Even with PFL, which was rebranded from World Series of Fighting in 2017, creating content in the form of original programming available on ESPN platforms, sacrifices were made without the in-arena and television revenue from live events. Some were let go, with Murray saying in most cases these cuts “were tied to essential live-event personnel.” All who remained with the company took a 20-percent pay cut. Murray says that included him and other executives.
Although some fighters were let go, Bronx native Murray said those that remained with the promotion received guarantees that they would be granted the opportunity to participate in the 2021 season. Fighters were provided “a minimum of a $1,000” monthly stipend that ran through the end of the year, he said. Murray adds all were granted the opportunity to fight for “other regional competitions” if they chose, which 2019 women’s lightweight champion Kayla Harrison, among others, took advantage of in November by competing for midwest-based, women-only Invicta FC.
Not all were pleased with the way things were handled. Two-time PFL featherweight season winner Lance Palmer expressed frustration on social media and mentioned planned litigation, which reportedly did not actually move forward. From Murray’s perspective, “there is no animosity” with one of PFL’s top homegrown stars, for whom his organization has “nothing but the utmost respect as a two-time champion.”
With six regular-season events scheduled between April 23 and June 25, followed by playoffs and a year-end championship, Murray said PFL intends to hire back some personnel who were cut, in addition to hiring new staff.
Additionally, PFL will utilize a bubble format as a means to enact virus protocols. Murray said theirs would be “no different [from] the NBA or NHL, other leagues who have successfully executed that.” He added that they would “absolutely” go above and beyond what the athletic commission would require, although his organization was not yet ready to go into specifics.
“We‘ll be leveraging those best practices of other major leagues and also looking at what’s working in the fight game, in other promotions,” Murray said. “So that’s our model: Keep the athletes insulated and safe, get ‘em through, and it’ll be a great season.”

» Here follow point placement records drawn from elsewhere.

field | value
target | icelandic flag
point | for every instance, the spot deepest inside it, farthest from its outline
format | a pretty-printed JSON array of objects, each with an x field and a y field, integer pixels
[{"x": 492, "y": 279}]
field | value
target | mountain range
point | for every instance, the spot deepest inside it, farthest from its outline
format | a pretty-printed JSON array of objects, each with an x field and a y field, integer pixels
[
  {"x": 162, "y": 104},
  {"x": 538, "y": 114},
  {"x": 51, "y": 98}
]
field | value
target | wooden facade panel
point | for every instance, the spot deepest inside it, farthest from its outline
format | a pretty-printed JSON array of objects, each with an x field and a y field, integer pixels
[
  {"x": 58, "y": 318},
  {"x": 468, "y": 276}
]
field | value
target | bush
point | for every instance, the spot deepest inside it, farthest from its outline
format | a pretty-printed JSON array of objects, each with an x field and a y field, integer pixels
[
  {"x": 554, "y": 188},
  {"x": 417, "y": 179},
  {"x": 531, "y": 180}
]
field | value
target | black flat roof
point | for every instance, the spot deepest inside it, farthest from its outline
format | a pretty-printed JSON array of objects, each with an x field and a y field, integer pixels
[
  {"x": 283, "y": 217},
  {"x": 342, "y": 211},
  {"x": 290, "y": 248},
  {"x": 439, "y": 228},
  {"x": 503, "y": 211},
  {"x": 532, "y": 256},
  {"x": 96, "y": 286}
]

While confident that PFL’s protocols for testing and safety will protect athletes and keep them from missing out on opportunities to earn standings points toward qualifying for the postseason, Murray said there are contingencies for if things don’t go as planned. He added that rescheduling fights is “in the mix.”
Although no season was held, PFL added some star power to its stable with the additions of former UFC champions Anthony Pettis and Fabricio Werdum for the 2021 season, as well as inking the top pound-for-pound woman in boxing, Claressa Shields, for a future season. Adding more household names to the league emboldens Murray with confidence in the quality of shows PFL will put on this upcoming season.
“The ‘21 [season], as it relates to roster quality and mega-matchups that, in our view, are pay-per-view [quality] cards throughout the regular season, it’s off the hook,” Murray said.